Family, Order, Style: In an Excerpt From His New Memoir, Edward Enninful Revisits His Childhood in Ghana
When I remember my childhood in Ghana, its powerful scents come rushing back to me first. The sea air and fried fish, which we’d eat with fermented corn dumplings called kenkey, and hot peppers. I remember the smell of bodies close by at the crowded markets, the air full of spices. Fish and meat would sit out on display in the muggy air, while fierce women strolled by carrying massive pots of soup on their heads, their babies strapped to their backs.
My grandmother’s specialty was fufu: pounded cassava and plantain dumplings, which she’d make with a massive, waist-sized mortar and pestle. When I was really little, my mother would take us to visit my grandmother in her tiny village of Brakwa, in a forest belt about 60 miles from the coast. She lived in a small squat house fashioned from mud and cement block, which had no electricity. The drive on dusty, red-clay roads was rough and bumpy. When we’d get there, I would have to say hello to all of my aunts and cousins and grandmother’s friends. There could be 50 of them, because my grandmother was like royalty in that town and everyone had to show respect. It was scary in those little houses, especially once the sun went down and left us in the dark. I kept my head down and wished it would be over soon so I could get back to our comfortable house and my books and drawings and records.
During those visits, I would hold my mother’s hand, as I was poked and prodded by curious hands.

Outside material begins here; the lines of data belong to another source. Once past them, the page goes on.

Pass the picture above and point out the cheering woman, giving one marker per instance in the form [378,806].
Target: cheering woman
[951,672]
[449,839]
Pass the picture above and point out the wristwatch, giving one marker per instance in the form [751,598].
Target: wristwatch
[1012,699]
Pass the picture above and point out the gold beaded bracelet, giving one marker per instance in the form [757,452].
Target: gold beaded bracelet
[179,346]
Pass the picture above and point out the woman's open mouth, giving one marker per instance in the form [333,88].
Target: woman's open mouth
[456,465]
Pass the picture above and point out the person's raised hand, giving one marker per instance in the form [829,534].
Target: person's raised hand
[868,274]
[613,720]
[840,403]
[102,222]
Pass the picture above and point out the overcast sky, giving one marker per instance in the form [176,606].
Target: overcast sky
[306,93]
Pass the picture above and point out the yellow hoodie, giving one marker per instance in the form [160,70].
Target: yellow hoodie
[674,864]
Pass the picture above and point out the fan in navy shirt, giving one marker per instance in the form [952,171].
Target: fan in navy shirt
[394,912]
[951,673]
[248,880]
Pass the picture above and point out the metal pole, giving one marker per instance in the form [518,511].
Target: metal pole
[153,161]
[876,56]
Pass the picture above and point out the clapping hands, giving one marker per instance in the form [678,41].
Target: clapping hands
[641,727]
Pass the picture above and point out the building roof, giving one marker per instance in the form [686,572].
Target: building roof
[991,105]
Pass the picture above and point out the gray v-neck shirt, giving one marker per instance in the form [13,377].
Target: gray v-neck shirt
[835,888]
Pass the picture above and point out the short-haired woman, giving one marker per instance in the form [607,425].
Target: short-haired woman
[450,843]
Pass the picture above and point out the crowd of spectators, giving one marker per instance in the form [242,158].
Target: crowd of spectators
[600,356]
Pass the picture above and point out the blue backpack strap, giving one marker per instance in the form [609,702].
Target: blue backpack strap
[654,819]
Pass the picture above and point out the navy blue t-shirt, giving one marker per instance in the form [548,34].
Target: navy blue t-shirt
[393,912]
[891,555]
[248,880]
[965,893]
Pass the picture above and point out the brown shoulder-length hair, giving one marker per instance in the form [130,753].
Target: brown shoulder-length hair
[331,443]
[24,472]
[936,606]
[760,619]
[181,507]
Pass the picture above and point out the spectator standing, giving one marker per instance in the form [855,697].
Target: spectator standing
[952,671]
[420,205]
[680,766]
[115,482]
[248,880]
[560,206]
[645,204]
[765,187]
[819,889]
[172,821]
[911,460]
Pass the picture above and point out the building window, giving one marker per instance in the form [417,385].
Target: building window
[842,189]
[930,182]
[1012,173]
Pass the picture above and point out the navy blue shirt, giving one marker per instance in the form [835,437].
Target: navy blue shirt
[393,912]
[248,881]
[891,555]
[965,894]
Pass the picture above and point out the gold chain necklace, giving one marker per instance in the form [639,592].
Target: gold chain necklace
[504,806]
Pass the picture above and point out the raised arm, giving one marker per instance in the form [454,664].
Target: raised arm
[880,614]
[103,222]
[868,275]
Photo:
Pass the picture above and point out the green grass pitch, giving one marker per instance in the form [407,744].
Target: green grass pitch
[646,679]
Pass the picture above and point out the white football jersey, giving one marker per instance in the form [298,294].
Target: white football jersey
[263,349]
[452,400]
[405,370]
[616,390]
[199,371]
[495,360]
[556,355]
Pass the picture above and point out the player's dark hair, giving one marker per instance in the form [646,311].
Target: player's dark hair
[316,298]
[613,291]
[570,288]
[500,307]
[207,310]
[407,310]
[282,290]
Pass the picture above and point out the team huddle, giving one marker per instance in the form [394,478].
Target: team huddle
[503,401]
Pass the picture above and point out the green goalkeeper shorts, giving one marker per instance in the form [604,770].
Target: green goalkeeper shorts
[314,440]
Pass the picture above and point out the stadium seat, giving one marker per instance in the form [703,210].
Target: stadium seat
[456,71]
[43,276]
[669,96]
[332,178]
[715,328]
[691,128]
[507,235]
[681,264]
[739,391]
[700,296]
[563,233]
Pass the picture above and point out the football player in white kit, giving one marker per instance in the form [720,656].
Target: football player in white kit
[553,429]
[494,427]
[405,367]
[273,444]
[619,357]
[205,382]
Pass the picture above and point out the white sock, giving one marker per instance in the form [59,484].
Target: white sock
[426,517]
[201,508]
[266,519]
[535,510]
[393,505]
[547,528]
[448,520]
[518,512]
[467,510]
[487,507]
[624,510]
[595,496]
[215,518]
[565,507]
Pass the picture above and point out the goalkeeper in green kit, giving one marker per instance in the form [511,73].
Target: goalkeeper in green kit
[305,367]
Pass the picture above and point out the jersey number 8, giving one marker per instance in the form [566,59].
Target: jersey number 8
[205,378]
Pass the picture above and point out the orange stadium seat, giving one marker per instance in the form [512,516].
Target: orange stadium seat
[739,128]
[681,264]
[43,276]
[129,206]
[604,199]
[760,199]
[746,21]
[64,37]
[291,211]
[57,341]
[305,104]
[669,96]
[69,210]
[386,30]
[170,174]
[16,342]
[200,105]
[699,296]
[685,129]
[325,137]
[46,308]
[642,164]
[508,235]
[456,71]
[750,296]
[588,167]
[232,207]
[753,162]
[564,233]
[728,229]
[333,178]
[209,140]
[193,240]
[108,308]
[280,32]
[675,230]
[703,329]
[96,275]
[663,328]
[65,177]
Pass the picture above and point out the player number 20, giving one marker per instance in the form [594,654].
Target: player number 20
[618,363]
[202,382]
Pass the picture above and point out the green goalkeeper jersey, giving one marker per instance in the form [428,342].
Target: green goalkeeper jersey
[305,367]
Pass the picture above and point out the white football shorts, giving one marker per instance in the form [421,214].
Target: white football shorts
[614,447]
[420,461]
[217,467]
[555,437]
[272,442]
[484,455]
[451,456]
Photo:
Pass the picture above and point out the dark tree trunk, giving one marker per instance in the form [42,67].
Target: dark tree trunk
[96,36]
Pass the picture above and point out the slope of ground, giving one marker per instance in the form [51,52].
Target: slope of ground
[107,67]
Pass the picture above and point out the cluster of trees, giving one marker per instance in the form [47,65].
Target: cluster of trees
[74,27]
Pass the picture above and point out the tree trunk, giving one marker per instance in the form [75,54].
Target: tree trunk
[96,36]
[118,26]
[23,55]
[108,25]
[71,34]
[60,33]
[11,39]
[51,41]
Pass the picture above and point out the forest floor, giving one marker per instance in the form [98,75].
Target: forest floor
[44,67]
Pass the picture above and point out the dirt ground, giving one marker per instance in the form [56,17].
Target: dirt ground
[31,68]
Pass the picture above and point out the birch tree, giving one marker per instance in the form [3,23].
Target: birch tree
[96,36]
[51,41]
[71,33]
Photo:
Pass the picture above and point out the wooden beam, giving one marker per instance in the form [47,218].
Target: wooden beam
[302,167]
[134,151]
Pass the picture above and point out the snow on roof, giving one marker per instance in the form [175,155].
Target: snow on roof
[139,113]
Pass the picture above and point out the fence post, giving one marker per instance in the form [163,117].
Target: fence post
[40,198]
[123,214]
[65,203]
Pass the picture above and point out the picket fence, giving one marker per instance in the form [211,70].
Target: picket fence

She was always my comforter and my champion, and a formative example for me of courage and the power of the imagination. In Brakwa, when she was just a teenager, one of 22 kids (as is typical in extended polygamous African families), she started making dresses for the local ladies. She had an amazing eye for color and, as she honed her skill, a talent for fitted shapes. At 17, my mother assembled her best samples and traveled from her village to the capital of Accra to try to get a place at a technical college. At the interview, they told her not to bother—she already knew everything they could teach her anyway. And so she picked up and moved to the north of Ghana, still a teenager, to a Sahelian region that’s a lot more Muslim than the Christian coast, to set up a dressmaking business. That’s where she met my father.
I can’t imagine any other line of work for my father, Major Crosby Enninful, than the military, with its authoritarian rigor and devotion to order. By the time I was born, at the tail end of a dry African winter in 1972, the fifth of six children, the Ghanaian military was one of the most powerful in all of Africa and it made for a prestigious career. Officers had solid, middle-class lives, with houses on military bases—we lived first on a base in Takoradi, later in Tema—and enough pay to ensure education and upward mobility for their children.